Here DrJoolz makes notes on the cube of artefactual bonding. Unlike these onyx cubes, this one is imbued with meaning! Spread across time and space, I love this subtle interplay between online and offline activities. I’m reminded of Christo’s umbrella work (also the Gates project), mentioned in Colin and Michele’s chapter on Attention Economics: so, the onyx cube becomes a temporary attention structure (wow!).
Meanwhile back at home I’m reading The Story of Lucy Gault (see my sidebar) and it made me think how I’ve always had this rule with immersive reading that goes like this: if I get to page 100 I’ll then know whether it’s worth finishing or not. Lucy Gault is. Just think, she’s been abandoned by her parents (they think she’s dead); they’re in Europe in a limbo of mourning; she’s grown up and is just about to fall in love and then in the background is the dark and troubled figure of the young man that Captain Gault shot as an intruder when Lucy was much younger. And then I realized, in my 100 page rule, there’s the attention economy of bookspace.
So for movies it’s different. It couldn’t be 100 pages: could it be 10 minutes? I’d like to know. What about a webpage or a blog?
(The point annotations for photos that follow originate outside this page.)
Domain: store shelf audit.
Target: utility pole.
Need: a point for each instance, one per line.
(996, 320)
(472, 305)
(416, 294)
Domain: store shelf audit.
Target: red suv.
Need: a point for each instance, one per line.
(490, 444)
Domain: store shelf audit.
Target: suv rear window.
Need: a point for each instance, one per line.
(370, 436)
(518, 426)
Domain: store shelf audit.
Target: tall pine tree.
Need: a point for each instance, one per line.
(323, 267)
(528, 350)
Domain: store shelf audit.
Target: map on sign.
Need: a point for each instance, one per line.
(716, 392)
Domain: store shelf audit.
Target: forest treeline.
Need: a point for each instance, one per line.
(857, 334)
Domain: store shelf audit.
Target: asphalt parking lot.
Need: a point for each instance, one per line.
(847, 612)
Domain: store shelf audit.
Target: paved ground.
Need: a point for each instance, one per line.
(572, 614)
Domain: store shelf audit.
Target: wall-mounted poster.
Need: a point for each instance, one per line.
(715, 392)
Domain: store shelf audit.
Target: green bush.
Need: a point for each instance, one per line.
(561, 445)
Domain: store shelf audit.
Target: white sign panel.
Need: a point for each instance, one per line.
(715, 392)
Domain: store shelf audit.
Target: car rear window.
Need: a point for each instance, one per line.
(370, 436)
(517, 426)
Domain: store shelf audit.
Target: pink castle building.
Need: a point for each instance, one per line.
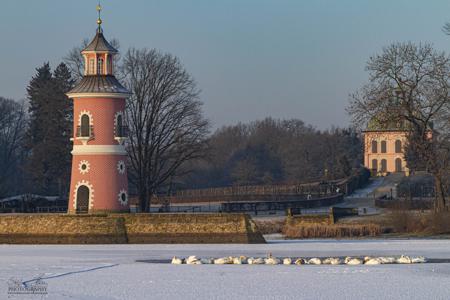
(99, 176)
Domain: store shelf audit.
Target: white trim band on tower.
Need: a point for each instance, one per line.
(98, 95)
(98, 149)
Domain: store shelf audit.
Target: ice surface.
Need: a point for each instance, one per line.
(111, 271)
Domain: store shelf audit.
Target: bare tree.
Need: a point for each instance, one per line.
(409, 84)
(167, 128)
(12, 127)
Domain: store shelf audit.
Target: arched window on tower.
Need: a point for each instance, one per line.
(100, 66)
(398, 164)
(374, 147)
(383, 147)
(91, 66)
(383, 166)
(375, 165)
(85, 128)
(109, 64)
(119, 127)
(398, 146)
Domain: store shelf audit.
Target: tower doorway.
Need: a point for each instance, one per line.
(82, 199)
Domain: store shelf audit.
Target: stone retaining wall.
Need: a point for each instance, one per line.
(128, 228)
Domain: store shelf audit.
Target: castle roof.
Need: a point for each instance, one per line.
(99, 44)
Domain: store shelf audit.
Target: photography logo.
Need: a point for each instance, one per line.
(36, 286)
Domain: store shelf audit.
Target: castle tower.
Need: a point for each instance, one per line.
(99, 177)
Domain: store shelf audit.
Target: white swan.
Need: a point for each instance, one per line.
(223, 261)
(177, 261)
(299, 261)
(255, 261)
(372, 261)
(207, 261)
(314, 261)
(237, 260)
(404, 259)
(272, 261)
(387, 260)
(418, 260)
(193, 260)
(352, 261)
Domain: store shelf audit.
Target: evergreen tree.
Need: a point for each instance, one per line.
(49, 130)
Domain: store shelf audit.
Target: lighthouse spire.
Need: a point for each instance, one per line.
(99, 19)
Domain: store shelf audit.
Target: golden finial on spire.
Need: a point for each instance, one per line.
(99, 9)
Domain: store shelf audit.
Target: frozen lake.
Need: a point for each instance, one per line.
(111, 271)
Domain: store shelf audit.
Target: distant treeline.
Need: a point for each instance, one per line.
(274, 152)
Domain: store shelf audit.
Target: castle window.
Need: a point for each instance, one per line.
(91, 66)
(383, 166)
(374, 147)
(383, 147)
(119, 127)
(398, 146)
(109, 64)
(374, 164)
(100, 67)
(85, 128)
(398, 165)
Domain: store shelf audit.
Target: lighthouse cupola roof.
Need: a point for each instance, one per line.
(99, 68)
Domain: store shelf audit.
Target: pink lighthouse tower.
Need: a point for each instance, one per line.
(99, 177)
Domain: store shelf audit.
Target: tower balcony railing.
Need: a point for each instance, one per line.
(84, 133)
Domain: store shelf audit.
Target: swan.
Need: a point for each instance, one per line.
(352, 261)
(193, 260)
(237, 260)
(177, 261)
(314, 261)
(272, 261)
(243, 259)
(418, 260)
(404, 259)
(223, 261)
(367, 258)
(255, 261)
(332, 261)
(372, 261)
(387, 259)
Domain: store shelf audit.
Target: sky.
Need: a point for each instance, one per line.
(251, 58)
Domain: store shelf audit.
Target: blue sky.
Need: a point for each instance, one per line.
(251, 58)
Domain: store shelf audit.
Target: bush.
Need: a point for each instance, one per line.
(419, 222)
(268, 227)
(331, 231)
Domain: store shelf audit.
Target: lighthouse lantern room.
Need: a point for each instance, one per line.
(99, 177)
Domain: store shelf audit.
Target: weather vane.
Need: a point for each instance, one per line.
(99, 20)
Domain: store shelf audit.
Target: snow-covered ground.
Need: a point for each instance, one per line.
(111, 271)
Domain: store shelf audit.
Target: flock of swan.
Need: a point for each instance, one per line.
(271, 260)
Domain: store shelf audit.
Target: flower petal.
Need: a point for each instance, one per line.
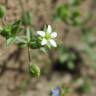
(53, 34)
(41, 33)
(49, 29)
(44, 41)
(53, 43)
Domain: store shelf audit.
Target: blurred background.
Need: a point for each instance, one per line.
(72, 65)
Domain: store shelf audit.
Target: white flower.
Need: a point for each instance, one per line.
(48, 36)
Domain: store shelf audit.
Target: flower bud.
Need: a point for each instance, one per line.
(2, 11)
(34, 70)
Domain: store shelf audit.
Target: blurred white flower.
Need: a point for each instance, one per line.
(48, 36)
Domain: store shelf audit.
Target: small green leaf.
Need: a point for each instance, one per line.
(27, 18)
(10, 41)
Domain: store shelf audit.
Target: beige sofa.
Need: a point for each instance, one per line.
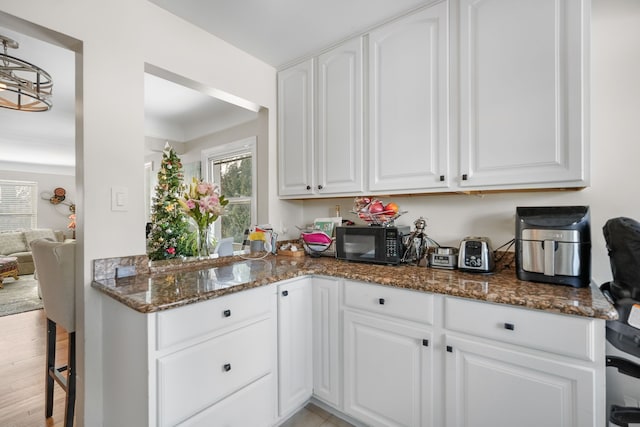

Now the good doctor insists that it’s 5 seconds, because she knows about attention economics and checks her site meter stats. But is she blinded by data? I can see her posts on my feed without a visit. Then again sometimes I might pass through, because perhaps she’s got Doug Kellner on her sidebar. Anyway, who says that someone who’s on you’re page is actually there with you? I just flicked back and saw I still had the GreatSouth onyx cubes window open. It’s been there since I started this (longer than usual) post….fascinating thing, this attention economy….are you still there…or did you drift off?